Ma questa è soltanto una delle tante contraddizioni tra le due Ruby, il cui unico trait d'union sta nell'avere sempre negato di aver avuto rapporti sessuali con l'ex premier. Il contrasto tra i cinque verbali e la testimonianza dello scorso maggio salta agli occhi già dalla definizione data all'espressione bung-bunga: «Berlusconi mi spiegò che consisteva in una specie di harem che aveva copiato dal suo amico Gheddafi» raccontava Ruby nel luglio 2010 agli inquirenti, fornendo altri particolari: «Le ragazze si fermavano ad Arcore soltanto per esaudire i suoi desideri»; c'erano giovani «completamente nude» che volevano «farsi notare da Berlusconi con atti sessuali sempre piu' spinti». E per lei, aggiungeva, non era stato «difficile intuire che mi proponeva di fare sesso con lui».

Davanti ai pm tre anni fa e in aula, comunque, la ragazza ha sempre detto di non avere mai avuto rapporti intimi con Berlusconi. Davanti ai giudici, però, ha descritto le serate con toni molto diversi rispetto alle dichiarazioni rese durante le indagini: cene e dopo-cena con qualche travestimento sexy, ma assolutamente mai senza sesso e senza contatti fisici. Mentre il bunga-bunga nella testimonianza in aula è stato ridotto al «nome della sala, preso da una barzelletta».

L’attendibilità della teste (misteriosamente mai dichiarata parte lesa nel processo) è minata anche da altri due elementi: il primo è relativo alla persona che la portò ad Arcore la prima volta, il 14 febbraio 2010. Davanti ai pm la ragazza ha sostenuto che era stata «chiamata da Emilio Fede», mentre in udienza ha raccontato che Mora «mi mandò un’auto» che poi passo a prendere, senza che lei lo sapesse, l'ex direttore del Tg4.

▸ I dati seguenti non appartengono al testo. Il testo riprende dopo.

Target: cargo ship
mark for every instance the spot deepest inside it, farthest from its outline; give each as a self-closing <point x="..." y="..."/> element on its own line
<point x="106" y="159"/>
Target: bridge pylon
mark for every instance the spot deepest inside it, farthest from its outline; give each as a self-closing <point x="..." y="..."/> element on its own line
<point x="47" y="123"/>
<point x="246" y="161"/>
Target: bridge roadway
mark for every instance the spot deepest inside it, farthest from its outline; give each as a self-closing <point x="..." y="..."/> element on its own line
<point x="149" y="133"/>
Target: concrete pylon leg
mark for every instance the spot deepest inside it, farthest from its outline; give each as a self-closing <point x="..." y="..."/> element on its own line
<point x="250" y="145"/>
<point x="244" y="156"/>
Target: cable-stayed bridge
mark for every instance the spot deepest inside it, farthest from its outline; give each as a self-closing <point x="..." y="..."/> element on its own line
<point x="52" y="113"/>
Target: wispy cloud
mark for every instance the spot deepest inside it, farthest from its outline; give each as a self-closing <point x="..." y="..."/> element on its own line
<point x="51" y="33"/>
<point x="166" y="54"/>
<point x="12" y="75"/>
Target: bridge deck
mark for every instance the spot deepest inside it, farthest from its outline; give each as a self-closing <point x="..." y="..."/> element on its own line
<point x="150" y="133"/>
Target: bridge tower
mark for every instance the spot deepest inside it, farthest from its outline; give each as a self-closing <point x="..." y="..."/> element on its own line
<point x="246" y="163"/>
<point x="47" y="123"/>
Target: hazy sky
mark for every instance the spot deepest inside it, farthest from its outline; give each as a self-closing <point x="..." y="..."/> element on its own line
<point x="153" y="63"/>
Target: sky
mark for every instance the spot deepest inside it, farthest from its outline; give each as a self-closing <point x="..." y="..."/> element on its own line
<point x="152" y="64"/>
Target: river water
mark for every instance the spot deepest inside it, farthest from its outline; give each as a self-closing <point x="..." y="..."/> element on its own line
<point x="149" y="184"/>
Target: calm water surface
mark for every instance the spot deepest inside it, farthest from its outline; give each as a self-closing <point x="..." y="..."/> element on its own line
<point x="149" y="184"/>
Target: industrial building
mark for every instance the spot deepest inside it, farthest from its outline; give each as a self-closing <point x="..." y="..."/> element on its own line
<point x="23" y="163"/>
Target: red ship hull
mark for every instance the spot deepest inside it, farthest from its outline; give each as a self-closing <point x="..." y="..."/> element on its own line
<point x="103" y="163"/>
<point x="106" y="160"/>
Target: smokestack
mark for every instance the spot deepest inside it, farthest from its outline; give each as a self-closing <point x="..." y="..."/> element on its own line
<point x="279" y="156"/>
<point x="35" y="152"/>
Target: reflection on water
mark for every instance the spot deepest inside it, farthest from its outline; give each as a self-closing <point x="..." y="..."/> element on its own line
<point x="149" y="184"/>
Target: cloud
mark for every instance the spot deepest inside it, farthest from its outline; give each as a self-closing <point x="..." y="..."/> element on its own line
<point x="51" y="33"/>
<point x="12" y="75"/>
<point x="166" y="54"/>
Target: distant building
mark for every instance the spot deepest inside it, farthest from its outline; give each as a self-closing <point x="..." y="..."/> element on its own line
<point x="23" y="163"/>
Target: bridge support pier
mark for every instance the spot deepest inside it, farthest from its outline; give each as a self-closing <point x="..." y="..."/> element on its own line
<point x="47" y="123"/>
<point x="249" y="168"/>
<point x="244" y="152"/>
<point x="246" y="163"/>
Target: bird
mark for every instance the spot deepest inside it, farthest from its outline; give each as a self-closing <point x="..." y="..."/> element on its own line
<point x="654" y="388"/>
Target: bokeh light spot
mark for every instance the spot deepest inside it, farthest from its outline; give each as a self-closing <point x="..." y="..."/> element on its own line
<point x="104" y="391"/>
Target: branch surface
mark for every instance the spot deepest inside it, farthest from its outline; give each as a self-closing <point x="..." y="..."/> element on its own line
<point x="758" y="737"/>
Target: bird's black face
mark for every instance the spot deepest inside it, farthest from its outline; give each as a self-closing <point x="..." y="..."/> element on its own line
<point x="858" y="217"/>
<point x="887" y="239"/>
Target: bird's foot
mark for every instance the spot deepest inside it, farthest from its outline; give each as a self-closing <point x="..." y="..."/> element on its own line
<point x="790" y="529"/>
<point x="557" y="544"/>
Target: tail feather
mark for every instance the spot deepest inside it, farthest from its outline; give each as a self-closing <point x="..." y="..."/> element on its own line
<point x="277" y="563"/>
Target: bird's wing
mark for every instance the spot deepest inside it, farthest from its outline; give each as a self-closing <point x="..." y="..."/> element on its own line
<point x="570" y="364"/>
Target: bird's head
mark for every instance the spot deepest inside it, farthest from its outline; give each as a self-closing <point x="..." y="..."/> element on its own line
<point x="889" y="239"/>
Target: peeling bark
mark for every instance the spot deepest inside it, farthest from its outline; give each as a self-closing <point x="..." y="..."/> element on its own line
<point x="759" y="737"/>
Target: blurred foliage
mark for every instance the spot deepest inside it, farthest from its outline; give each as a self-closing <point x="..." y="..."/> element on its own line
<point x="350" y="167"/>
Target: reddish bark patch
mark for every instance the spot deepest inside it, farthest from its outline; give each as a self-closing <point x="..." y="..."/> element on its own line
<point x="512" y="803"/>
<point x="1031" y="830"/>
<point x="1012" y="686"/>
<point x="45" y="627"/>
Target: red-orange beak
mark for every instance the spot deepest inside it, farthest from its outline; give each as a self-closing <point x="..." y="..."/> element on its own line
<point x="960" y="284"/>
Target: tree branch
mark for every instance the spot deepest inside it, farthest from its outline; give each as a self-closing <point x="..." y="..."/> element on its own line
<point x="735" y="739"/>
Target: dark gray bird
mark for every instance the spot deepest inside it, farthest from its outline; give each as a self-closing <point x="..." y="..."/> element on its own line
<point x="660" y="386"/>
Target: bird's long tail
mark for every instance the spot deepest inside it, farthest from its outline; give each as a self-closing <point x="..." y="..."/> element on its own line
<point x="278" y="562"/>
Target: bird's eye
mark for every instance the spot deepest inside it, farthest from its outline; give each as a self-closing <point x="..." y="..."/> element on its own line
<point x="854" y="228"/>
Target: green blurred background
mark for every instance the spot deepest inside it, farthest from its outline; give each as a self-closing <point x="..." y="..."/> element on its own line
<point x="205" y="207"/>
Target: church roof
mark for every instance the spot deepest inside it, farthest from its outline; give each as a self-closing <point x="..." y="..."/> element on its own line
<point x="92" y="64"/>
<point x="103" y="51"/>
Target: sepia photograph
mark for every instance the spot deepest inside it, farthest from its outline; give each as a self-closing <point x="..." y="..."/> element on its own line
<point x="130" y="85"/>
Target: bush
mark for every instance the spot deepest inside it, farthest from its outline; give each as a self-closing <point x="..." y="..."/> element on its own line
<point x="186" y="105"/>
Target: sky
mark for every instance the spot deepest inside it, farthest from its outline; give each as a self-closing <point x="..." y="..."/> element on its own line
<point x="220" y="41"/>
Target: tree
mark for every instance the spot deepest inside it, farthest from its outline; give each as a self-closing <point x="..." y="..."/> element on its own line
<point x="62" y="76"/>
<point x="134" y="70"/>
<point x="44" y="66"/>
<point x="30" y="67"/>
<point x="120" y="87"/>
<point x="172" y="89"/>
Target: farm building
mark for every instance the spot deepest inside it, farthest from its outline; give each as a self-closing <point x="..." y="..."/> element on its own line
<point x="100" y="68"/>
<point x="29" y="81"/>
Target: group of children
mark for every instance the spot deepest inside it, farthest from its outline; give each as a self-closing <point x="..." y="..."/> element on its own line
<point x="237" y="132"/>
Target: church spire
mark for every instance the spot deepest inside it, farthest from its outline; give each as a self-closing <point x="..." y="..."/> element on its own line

Il secondo elemento riguarda un punto fondamentale: se Berlusconi fosse o meno a conoscenza che nel 2010 era minorenne. «Berlusconi sapeva che avevo 23-24 anni» ha dichiarato in aula Ruby, aggiungendo che si era presentata a lui come «imparentata col presidente egiziano Mubarak». Una verità diversa da quella affidata ai verbali davanti ai pm. Si può ritenere credibile una vittima-testimone tanto contraddittoria?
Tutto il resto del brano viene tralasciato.